விக்கிப்பீடியா:Tamil Wikipedia: A Case Study

கட்டற்ற கலைக்களஞ்சியமான விக்கிப்பீடியாவில் இருந்து.

Tamil Wikipedia: A case study

L.BalaSundaraRaman
(accepted for presentation at Wikimania 2009)

Acknowledgment

The author thanks Natkeeran, Ravishankar, Selvakumar, Karthickbala, and fellow Tamil Wikipedia editors for feedback and other inputs.

Abstract

Three distinct growth phases have been identified in this case study of Tamil Wikipedia since late 2003. Several distinct characteristics of the Wikipedia and its editors are identified. Outreach efforts and sibling projects are also discused in this study. Challenges and future plans are outlined.

Introduction

Tamil is a classical language spoken by more than 78 million people across the world with a rich literary tradition spanning millennia. Significant acclaimed Tamil literature has existed for over two thousand years.[1] The Tamil language Wikipedia has 18,021 articles (as of writing), a number of them of good quality. This case study attempts to characterise the Tamil Wikipedia, its editorial team, growth trends, challenges faced, and plans to take it to the next important stage.

History

Palm leaf manuscript from Tolkāppiyam—the earliest of extant works in Tamil, which described the grammar of written Tamil.

Extant Tamil literature consists of works on poetics, philosophy, ethics, grammar, etc.
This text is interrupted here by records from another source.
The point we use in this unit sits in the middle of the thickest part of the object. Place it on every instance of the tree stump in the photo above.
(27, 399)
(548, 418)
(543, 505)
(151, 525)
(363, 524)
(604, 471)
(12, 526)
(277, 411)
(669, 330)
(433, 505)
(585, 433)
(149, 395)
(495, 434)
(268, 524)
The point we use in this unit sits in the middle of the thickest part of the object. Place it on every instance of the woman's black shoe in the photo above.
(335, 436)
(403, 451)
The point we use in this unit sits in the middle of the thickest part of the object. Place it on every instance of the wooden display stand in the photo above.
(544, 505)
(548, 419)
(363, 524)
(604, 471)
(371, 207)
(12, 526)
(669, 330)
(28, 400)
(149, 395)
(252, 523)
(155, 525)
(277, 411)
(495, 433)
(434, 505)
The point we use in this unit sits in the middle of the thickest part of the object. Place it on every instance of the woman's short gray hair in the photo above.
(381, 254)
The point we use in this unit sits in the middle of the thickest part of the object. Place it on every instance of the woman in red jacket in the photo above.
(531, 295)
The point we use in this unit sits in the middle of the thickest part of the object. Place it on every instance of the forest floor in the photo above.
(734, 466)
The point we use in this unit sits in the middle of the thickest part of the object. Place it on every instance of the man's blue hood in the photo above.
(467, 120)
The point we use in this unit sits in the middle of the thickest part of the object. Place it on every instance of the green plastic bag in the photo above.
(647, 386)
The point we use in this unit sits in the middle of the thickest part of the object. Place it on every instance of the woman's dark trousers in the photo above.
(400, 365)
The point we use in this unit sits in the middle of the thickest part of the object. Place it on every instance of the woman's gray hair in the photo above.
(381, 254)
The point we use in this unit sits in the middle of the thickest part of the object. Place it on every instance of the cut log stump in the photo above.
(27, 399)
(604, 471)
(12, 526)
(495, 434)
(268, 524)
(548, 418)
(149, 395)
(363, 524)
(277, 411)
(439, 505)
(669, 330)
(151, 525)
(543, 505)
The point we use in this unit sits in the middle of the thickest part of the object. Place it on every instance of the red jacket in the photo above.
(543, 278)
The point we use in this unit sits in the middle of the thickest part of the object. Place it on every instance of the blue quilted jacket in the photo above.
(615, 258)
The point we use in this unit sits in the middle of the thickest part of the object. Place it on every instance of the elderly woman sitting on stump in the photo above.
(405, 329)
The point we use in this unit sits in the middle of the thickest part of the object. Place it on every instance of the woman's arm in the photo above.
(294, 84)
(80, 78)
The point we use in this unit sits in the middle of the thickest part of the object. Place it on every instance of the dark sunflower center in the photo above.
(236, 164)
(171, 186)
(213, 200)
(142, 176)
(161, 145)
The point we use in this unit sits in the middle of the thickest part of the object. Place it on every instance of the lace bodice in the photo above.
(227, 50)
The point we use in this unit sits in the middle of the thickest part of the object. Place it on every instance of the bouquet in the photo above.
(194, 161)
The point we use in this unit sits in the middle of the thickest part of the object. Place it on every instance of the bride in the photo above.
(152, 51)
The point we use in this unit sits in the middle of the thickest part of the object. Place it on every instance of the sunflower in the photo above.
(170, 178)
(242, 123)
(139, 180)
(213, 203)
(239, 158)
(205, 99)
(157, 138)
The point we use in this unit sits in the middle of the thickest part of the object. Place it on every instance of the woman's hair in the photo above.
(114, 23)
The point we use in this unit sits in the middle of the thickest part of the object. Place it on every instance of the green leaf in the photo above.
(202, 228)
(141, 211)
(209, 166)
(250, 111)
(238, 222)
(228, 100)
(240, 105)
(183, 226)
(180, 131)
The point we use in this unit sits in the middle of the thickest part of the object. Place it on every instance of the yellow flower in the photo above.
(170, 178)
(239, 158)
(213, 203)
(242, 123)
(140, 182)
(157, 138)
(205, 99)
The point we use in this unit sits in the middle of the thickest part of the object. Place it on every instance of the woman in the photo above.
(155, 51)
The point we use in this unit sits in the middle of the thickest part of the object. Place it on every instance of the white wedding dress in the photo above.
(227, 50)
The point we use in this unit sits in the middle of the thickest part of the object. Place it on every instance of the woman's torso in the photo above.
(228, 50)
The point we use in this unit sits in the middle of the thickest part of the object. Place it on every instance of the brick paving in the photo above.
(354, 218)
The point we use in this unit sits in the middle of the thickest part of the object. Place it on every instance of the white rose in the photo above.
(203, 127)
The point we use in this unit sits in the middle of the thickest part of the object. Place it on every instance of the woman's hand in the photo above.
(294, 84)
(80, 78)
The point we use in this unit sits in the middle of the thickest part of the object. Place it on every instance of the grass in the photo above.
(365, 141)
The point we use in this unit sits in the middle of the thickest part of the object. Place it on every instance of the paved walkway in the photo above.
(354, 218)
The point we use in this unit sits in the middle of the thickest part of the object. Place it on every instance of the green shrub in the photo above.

Notable among the early Tamil encyclopaedias were Abidhaanakosam,[2] written by Muthuthambiyaar and published in Jaffna in 1902, and Abidhaana Chindhaamani,[3] a 1050 page work which took 42 years of determined work by Singaravelanar and published in Chennai in the year 1910. Later, a 18-volume encyclopaedia on science and a 15-volume work on humanities were published by the Thanjavur Tamil University,[4] in an intended series of 20 and 15 volumes respectively. The first comprehensive modern encyclopaedia was published from 1954 to 1968 as a 10 volume set.[5] It was a collaborative effort by scholars, philanthropists and the Government of Tamil Nadu. More recently, in 2007, a collection of 28,000 articles from the concise edition of Encyclopaedia Britannica was translated and published in Tamil by Vikatan Publishers.[6]

Mayooranathan, Tamil Wikipedia visionary, is an architect living in the United Arab Emirates.

Tamil Wikipedia was started on September 30, 2003 by an anonymous person by posting a link to their Yahoo! Group and the text manitha maembaadu (மனித மேம்பாடு), fittingly, a phrase that means human development, on the Main Page.[7] However, for several weeks after that, the site had an all-English interface with little activity. Mayooranathan, in response to a request posted in a mailing list, completed 95% of the localisation between November 4, 2003 and November 22, 2003. He made some anonymous edits alongside. On November 12, 2003 Amala Singh from the United Kingdom wrote the first article in Tamil, but with an English title Shirin Ebadi.[8] The earliest editor who continues to edit actively, Mayooranathan, has written more than 2760 articles and has kept the project alive during an intervening period when practically nobody else was editing. Around five active editors including the author joined the project in the second half of 2004. Some occasional editors turned out to become regular editors and the Wiki started growing steadily. Bugs were reported to fix the interface, policies partially deriving from the English Wikipedia were initiated, and editors started to specialise in tasks like stub sorting, creating templates, copyediting, wikifying, translation, original writing etc. Even at this early stage, the Tamil Wikipedia had a global editorial team representing almost every continent.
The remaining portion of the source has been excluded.